In cities like Austin, Los Angeles, Portland, New York and Chicago, this new class of cooks, working from elaborately modified trailers and tricked out chuck wagons have become as engrained a part of local gastronomy as their forefathers, the ice cream truck and the hot dog cart.

The question asked with increasing frequency lately is “Why don’t we have any in Savannah?”

Like so many things in this town, the answer stirs up a pot of interested entrepreneurs, convoluted bureaucracy and peculiar policies. The good news is it might be getting better.

At a meeting last week in the Creative Coast office, more than 40 people showed up to take part in a conversation with Tom Vanderhorst, the City of Savannah’s Revenue Director, and Randolph Scott, the head of the City’s Zoning Department, both of whom play a crucial role in the permitting process for mobile vendors.

Vanderhorst, who moved to Savannah from Ohio six months ago to take over the position vacated by Buddy Clay, called the level of citizen interest in the issue “exciting.”

The turnout surprised Creative Coast Executive Director Jake Hodesh, who initially proposed the meeting expecting maybe a half dozen people.

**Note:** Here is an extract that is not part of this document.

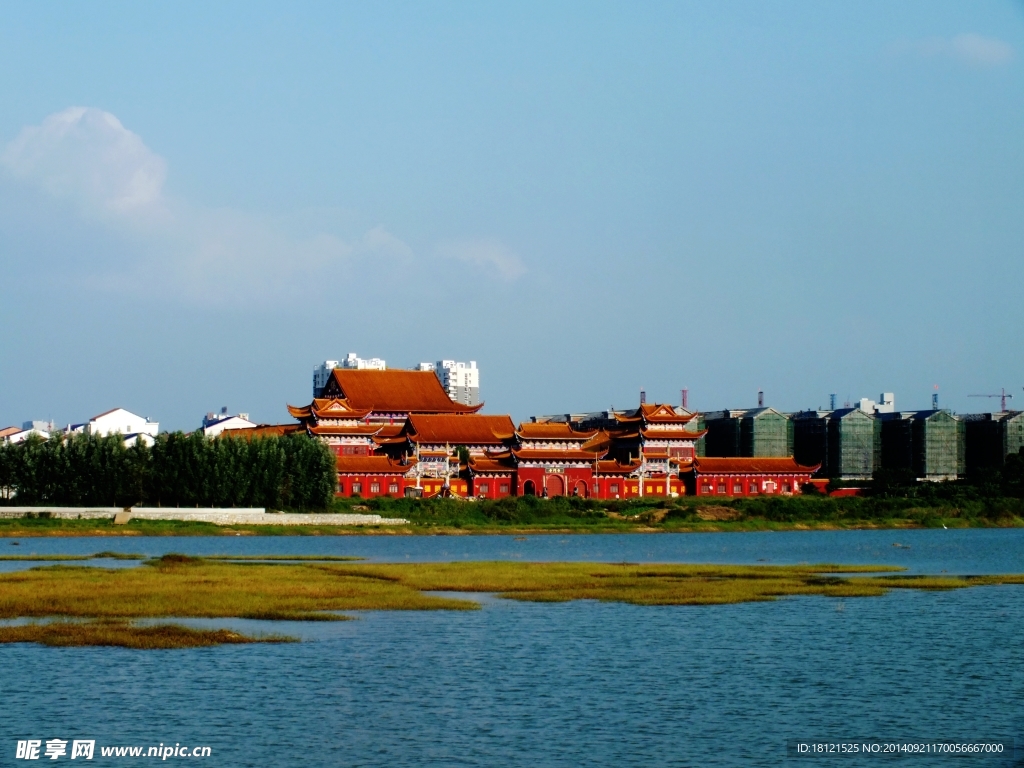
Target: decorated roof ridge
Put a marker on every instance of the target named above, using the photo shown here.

“I wanted to see if the Creative Coast could help on a project like this,” he told us before the meeting. “Could we be a bridge between the entrepreneur community and the City?”

The answer seems to be yes.

The crowd included restaurant owners, entrepreneurs, a professor, an economist and people who were “just interested.”

The group asked questions, raised issues and attempted to clarify their understanding of laws governing food carts locally and at the state level.

“My understanding was that it was pretty much impossible,” says Brittney Blackshear, who is starting a business called Crepe–A–Diem. She was interested in having a food cart before finding out how difficult the process was. “I was going to go to the meeting and see what the progress is and what people are saying.”

The rules surrounding mobile vending in Savannah, particularly for food service, are confounding at best. There are specific areas where vendors can set up, myriad requirements for ownership, different sets of rules during festivals than during the rest of the year, regularly changing requirements from the health department, and a bevy of other considerations.

“Some of the ordinances we enforce aren’t that well written,” says Vanderhorst during the meeting. He’s had to learn the ropes of the local system since taking the job; the 2011 Revenue Ordinance for Savannah is 157 pages long, and that’s just the beginning.

In order to have a food cart in Savannah, the owner must secure the following: Sales tax ID from the state Department of Revenue, a permit from the state Department of Agriculture (for baked goods, seafood or certain other items), inspection and approval by the Health Department, verification from the City’s Zoning department that it’s a permissible use, a business tax certificate from the City Department of Revenue, and (depending on the location), approval from either the Parks Department, Leisure Services or the Traffic Department.

It’s this labyrinth of “competing bureaucracies,” as one potential vendor described it that makes getting clear information on the process so difficult.